Menembus Seribu Bulan
15.15
Ku buka password telpon genggamku. Ada 3 missed call dari istriku. Aku tahu dia mengkhawatirkanku. Begitu juga kedua anakku. Mereka pasti sedang menanti dan bertanya kepada ibunya mengapa aku tidak kunjung pulang. Apalagi di sepuluh hari dipenghujung Ramadhan seperti saat ini. Selepas mandi sore, keduanya biasa duduk dikursi depan rumah, menenteng Al Qur’an dan Juz Amma, dengan raut muka penuh harap menanti kedatanganku dari tempat kerja. Seiring suara sepeda motorku yang semakin mendekat, riuh suara mereka juga pecah. Sejurus kemudian keduanya saling berebut naik ke sepeda motorku. Kami bertiga ngabuburit, mencari takjil untuk buka puasa.
Usai sholat maghrib, anak-anakku tidak pernah kekurangan energi untuk mengajakku melantunkan ayat-ayat Al Qur’an. Bagiku, mereka adalah malaikat yang dikirim Allah agar aku terus mengingat-Nya. Sepertiga malam bulan Ramadhan selalu menjadi kenangan tersendiri bagi kami. Bertadarus dimalam-malam itu. Beriktikaf bersama. Aku yakin mereka merindukan malam-malam ini. Begitu juga aku.
“Wa alaikum salam…akhirnya ayah video call juga,” sambut istriku dengan raut mukanya yang bersinar. Begitu juga jerit dua buah hatiku kegirangan dibelakangnya.
“Kapan ayah pulang?” teriak Aisha, anak keduaku, disebalik ibunya.

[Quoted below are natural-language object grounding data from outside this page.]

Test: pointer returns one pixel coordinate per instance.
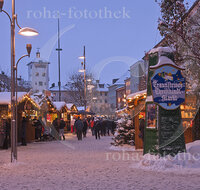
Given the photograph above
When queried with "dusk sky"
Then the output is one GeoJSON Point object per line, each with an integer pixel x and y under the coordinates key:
{"type": "Point", "coordinates": [116, 33]}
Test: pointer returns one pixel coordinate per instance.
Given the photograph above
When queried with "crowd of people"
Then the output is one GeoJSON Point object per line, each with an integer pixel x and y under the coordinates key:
{"type": "Point", "coordinates": [99, 127]}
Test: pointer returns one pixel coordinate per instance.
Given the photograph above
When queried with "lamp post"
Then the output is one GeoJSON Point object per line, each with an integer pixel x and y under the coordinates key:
{"type": "Point", "coordinates": [25, 32]}
{"type": "Point", "coordinates": [28, 48]}
{"type": "Point", "coordinates": [59, 49]}
{"type": "Point", "coordinates": [84, 70]}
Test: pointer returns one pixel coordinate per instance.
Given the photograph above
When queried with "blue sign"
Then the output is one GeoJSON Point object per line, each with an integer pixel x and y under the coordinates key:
{"type": "Point", "coordinates": [168, 87]}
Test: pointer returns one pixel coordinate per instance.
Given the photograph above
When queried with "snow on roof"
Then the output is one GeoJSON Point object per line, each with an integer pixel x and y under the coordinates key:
{"type": "Point", "coordinates": [136, 94]}
{"type": "Point", "coordinates": [121, 110]}
{"type": "Point", "coordinates": [122, 79]}
{"type": "Point", "coordinates": [81, 108]}
{"type": "Point", "coordinates": [69, 106]}
{"type": "Point", "coordinates": [38, 60]}
{"type": "Point", "coordinates": [5, 97]}
{"type": "Point", "coordinates": [59, 105]}
{"type": "Point", "coordinates": [163, 60]}
{"type": "Point", "coordinates": [102, 87]}
{"type": "Point", "coordinates": [56, 88]}
{"type": "Point", "coordinates": [161, 49]}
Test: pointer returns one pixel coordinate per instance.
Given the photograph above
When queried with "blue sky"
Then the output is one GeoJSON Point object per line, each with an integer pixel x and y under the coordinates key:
{"type": "Point", "coordinates": [113, 30]}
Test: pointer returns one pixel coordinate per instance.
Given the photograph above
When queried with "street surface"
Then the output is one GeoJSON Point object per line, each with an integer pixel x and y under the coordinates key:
{"type": "Point", "coordinates": [83, 165]}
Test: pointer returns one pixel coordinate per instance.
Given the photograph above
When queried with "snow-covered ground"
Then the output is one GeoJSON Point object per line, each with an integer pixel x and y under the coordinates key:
{"type": "Point", "coordinates": [89, 164]}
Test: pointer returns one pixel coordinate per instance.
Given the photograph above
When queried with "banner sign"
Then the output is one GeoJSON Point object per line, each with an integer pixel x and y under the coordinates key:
{"type": "Point", "coordinates": [168, 87]}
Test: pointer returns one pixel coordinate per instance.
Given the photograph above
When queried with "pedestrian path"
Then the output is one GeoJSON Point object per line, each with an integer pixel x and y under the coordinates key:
{"type": "Point", "coordinates": [89, 165]}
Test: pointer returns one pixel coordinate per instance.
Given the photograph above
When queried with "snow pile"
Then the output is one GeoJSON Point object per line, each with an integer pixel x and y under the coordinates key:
{"type": "Point", "coordinates": [189, 160]}
{"type": "Point", "coordinates": [122, 148]}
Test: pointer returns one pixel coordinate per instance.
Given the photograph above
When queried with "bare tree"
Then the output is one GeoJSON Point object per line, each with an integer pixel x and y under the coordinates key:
{"type": "Point", "coordinates": [75, 88]}
{"type": "Point", "coordinates": [181, 31]}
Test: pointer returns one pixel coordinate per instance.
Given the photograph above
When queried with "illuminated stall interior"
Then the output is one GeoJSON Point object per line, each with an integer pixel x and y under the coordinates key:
{"type": "Point", "coordinates": [26, 107]}
{"type": "Point", "coordinates": [136, 105]}
{"type": "Point", "coordinates": [48, 110]}
{"type": "Point", "coordinates": [188, 113]}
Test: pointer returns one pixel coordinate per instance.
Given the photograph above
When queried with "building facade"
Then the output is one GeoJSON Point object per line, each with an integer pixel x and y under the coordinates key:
{"type": "Point", "coordinates": [138, 73]}
{"type": "Point", "coordinates": [38, 74]}
{"type": "Point", "coordinates": [99, 103]}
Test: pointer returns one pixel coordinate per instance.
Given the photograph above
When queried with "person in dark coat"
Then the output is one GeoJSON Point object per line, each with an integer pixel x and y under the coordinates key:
{"type": "Point", "coordinates": [103, 127]}
{"type": "Point", "coordinates": [97, 129]}
{"type": "Point", "coordinates": [113, 127]}
{"type": "Point", "coordinates": [24, 131]}
{"type": "Point", "coordinates": [141, 127]}
{"type": "Point", "coordinates": [55, 124]}
{"type": "Point", "coordinates": [7, 127]}
{"type": "Point", "coordinates": [79, 128]}
{"type": "Point", "coordinates": [62, 125]}
{"type": "Point", "coordinates": [85, 127]}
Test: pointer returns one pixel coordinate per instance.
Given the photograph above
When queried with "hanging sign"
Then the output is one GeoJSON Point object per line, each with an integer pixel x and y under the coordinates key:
{"type": "Point", "coordinates": [168, 87]}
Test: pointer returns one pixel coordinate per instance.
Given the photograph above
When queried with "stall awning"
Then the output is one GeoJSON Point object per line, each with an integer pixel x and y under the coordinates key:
{"type": "Point", "coordinates": [136, 95]}
{"type": "Point", "coordinates": [121, 110]}
{"type": "Point", "coordinates": [59, 105]}
{"type": "Point", "coordinates": [5, 97]}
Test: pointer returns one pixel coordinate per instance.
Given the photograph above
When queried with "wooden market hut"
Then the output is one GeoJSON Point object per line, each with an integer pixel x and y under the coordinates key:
{"type": "Point", "coordinates": [189, 114]}
{"type": "Point", "coordinates": [48, 110]}
{"type": "Point", "coordinates": [62, 110]}
{"type": "Point", "coordinates": [136, 106]}
{"type": "Point", "coordinates": [26, 107]}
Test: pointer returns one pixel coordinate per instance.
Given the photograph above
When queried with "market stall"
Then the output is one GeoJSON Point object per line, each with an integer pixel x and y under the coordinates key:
{"type": "Point", "coordinates": [26, 107]}
{"type": "Point", "coordinates": [136, 105]}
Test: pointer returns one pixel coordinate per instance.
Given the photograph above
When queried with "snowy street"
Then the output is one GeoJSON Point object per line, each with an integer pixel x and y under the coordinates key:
{"type": "Point", "coordinates": [87, 164]}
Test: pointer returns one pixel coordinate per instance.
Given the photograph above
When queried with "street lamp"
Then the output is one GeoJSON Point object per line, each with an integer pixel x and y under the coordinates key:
{"type": "Point", "coordinates": [25, 32]}
{"type": "Point", "coordinates": [28, 48]}
{"type": "Point", "coordinates": [84, 70]}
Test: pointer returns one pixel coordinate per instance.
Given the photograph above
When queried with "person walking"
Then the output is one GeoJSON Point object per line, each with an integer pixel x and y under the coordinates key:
{"type": "Point", "coordinates": [79, 128]}
{"type": "Point", "coordinates": [72, 124]}
{"type": "Point", "coordinates": [7, 125]}
{"type": "Point", "coordinates": [24, 131]}
{"type": "Point", "coordinates": [85, 127]}
{"type": "Point", "coordinates": [141, 128]}
{"type": "Point", "coordinates": [97, 128]}
{"type": "Point", "coordinates": [92, 126]}
{"type": "Point", "coordinates": [61, 125]}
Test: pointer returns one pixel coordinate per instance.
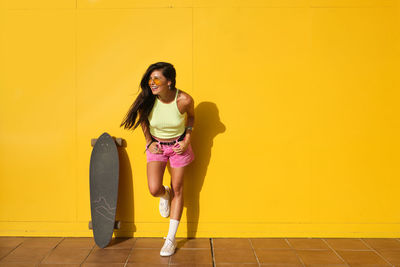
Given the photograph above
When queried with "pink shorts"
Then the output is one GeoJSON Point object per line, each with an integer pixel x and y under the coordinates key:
{"type": "Point", "coordinates": [175, 160]}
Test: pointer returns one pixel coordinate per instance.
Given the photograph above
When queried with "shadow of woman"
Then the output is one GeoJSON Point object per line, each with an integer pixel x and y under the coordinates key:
{"type": "Point", "coordinates": [207, 127]}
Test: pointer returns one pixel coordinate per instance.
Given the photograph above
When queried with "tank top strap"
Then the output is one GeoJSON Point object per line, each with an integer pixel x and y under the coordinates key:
{"type": "Point", "coordinates": [176, 95]}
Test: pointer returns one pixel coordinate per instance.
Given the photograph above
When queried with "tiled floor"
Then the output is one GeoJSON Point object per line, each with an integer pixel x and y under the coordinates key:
{"type": "Point", "coordinates": [289, 252]}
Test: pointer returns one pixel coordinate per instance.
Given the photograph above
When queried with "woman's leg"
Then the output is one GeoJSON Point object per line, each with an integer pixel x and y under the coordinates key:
{"type": "Point", "coordinates": [155, 174]}
{"type": "Point", "coordinates": [177, 175]}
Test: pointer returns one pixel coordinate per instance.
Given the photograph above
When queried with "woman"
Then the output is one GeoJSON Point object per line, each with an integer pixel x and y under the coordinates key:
{"type": "Point", "coordinates": [166, 116]}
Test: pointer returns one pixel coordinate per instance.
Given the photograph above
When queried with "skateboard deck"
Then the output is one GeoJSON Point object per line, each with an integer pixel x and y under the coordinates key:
{"type": "Point", "coordinates": [104, 179]}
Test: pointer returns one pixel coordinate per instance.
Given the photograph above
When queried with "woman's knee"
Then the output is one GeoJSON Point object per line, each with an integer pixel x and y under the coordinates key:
{"type": "Point", "coordinates": [177, 190]}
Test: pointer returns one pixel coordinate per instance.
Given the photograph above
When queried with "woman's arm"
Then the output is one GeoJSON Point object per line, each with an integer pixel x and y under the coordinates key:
{"type": "Point", "coordinates": [146, 131]}
{"type": "Point", "coordinates": [186, 104]}
{"type": "Point", "coordinates": [150, 145]}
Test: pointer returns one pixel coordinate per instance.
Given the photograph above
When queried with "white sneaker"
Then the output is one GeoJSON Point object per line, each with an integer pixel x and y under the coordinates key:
{"type": "Point", "coordinates": [168, 248]}
{"type": "Point", "coordinates": [164, 205]}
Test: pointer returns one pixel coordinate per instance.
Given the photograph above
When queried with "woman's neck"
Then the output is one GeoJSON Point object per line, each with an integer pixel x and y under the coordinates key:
{"type": "Point", "coordinates": [168, 96]}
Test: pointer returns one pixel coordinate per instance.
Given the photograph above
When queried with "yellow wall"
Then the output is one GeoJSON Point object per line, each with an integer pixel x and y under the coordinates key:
{"type": "Point", "coordinates": [297, 114]}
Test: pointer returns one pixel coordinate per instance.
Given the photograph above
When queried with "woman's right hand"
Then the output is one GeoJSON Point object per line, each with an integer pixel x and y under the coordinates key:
{"type": "Point", "coordinates": [155, 148]}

“Sebentar lagi ayah pulang ya nak….tunggu ayah ya,” kerinduanku terasa semakin memuncak melihatnya. Ingin segera kembali pulag dan menghabiskan waktu bersamanya.
“Yah…Adam dan Aisha kangen cerita Nabi…segera pulang yah, kami ingin dengar cerita Nabi!” teriak anak pertamaku sambil mencoba meraih telpon genggam ibunya. Istriku membiarkan keduanya berbicara dengan ku.

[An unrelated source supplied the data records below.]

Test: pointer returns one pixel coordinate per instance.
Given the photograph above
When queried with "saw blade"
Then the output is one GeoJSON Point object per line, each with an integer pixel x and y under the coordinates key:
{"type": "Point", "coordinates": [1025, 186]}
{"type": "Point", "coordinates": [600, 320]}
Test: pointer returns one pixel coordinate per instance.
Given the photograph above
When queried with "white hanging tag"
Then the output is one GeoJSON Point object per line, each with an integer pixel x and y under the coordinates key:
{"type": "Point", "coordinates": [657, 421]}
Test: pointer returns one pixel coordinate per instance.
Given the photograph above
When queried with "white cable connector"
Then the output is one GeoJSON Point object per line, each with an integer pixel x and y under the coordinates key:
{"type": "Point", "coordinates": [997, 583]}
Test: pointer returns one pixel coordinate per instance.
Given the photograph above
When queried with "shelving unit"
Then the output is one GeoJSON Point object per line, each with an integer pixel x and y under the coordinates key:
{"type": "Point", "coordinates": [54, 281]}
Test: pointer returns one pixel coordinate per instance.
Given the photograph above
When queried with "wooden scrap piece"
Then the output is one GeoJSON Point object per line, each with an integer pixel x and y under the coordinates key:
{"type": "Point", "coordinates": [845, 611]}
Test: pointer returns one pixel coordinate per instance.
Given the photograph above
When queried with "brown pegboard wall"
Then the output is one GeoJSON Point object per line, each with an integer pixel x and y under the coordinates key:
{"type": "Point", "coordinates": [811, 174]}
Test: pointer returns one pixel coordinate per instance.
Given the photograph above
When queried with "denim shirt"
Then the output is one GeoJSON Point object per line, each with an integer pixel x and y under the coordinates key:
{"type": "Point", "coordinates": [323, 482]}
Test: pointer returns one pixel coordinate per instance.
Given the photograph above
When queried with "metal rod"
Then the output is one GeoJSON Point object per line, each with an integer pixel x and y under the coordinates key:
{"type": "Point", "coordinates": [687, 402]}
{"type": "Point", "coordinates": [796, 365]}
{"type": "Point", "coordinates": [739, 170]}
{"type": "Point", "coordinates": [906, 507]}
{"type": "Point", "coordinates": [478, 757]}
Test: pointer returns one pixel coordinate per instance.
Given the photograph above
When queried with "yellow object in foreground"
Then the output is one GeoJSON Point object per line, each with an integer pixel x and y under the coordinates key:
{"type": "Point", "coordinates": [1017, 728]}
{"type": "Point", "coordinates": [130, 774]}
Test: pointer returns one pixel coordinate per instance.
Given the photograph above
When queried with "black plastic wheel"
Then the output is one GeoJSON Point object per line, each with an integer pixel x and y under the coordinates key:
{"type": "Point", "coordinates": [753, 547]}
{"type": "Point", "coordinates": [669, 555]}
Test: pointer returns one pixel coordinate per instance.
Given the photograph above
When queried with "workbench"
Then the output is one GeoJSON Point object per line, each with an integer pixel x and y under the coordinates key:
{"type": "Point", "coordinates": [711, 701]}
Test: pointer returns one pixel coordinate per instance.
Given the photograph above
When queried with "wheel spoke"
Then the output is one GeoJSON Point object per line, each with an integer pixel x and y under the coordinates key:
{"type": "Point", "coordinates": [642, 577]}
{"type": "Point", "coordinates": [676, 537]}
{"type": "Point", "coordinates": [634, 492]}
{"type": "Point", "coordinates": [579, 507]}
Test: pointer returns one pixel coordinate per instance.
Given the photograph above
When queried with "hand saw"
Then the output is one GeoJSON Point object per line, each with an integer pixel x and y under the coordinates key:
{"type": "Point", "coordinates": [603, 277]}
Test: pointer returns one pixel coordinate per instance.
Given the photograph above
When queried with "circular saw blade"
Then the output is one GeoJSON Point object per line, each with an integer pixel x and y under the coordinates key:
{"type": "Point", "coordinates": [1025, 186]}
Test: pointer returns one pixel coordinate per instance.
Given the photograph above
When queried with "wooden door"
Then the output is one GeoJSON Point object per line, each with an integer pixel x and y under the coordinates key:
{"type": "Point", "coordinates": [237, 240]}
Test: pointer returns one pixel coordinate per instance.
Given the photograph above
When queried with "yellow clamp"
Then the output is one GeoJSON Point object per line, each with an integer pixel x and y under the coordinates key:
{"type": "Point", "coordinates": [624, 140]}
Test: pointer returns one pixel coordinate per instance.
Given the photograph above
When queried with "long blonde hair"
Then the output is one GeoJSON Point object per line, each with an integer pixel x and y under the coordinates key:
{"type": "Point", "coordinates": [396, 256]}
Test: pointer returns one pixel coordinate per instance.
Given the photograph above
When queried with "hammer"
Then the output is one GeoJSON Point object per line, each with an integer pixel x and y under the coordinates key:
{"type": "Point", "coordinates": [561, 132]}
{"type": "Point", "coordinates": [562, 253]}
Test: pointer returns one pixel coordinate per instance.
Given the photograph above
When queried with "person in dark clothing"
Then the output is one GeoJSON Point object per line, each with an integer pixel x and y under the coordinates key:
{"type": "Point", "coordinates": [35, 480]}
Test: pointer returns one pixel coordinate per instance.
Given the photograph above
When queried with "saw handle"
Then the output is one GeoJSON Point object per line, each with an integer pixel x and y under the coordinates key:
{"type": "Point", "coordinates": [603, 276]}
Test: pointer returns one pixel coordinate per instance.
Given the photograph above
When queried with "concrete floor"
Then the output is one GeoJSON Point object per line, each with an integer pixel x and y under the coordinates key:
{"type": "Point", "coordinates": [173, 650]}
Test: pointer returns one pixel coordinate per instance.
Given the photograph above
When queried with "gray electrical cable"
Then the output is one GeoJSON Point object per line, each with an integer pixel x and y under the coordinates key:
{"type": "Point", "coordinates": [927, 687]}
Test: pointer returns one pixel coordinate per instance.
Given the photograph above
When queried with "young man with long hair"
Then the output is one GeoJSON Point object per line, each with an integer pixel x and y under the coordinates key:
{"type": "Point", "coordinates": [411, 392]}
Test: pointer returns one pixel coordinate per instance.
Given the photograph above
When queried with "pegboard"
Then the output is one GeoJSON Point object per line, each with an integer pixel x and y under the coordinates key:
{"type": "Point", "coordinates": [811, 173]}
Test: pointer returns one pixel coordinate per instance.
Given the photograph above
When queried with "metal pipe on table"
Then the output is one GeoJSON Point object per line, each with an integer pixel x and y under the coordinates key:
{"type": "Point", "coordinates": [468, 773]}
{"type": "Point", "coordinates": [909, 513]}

“Hmm…cerita Nabi ya? Bukannya sudah ayah ceritakan ya? Eh…tapi masih ada sih cerita lainnya…ada cerita tentang sahabat Nabi bernama Bilal bin Rabbah, Umar bin Khattab dan Ali bin Abi Thalib, seeruuu sekali. maauu?”
“Maauuu!” seru keduanya riang.
“Alhamdulillaaah…kita doakan agar ayah segera pulang ya?” Istriku menyela diantara keduanya.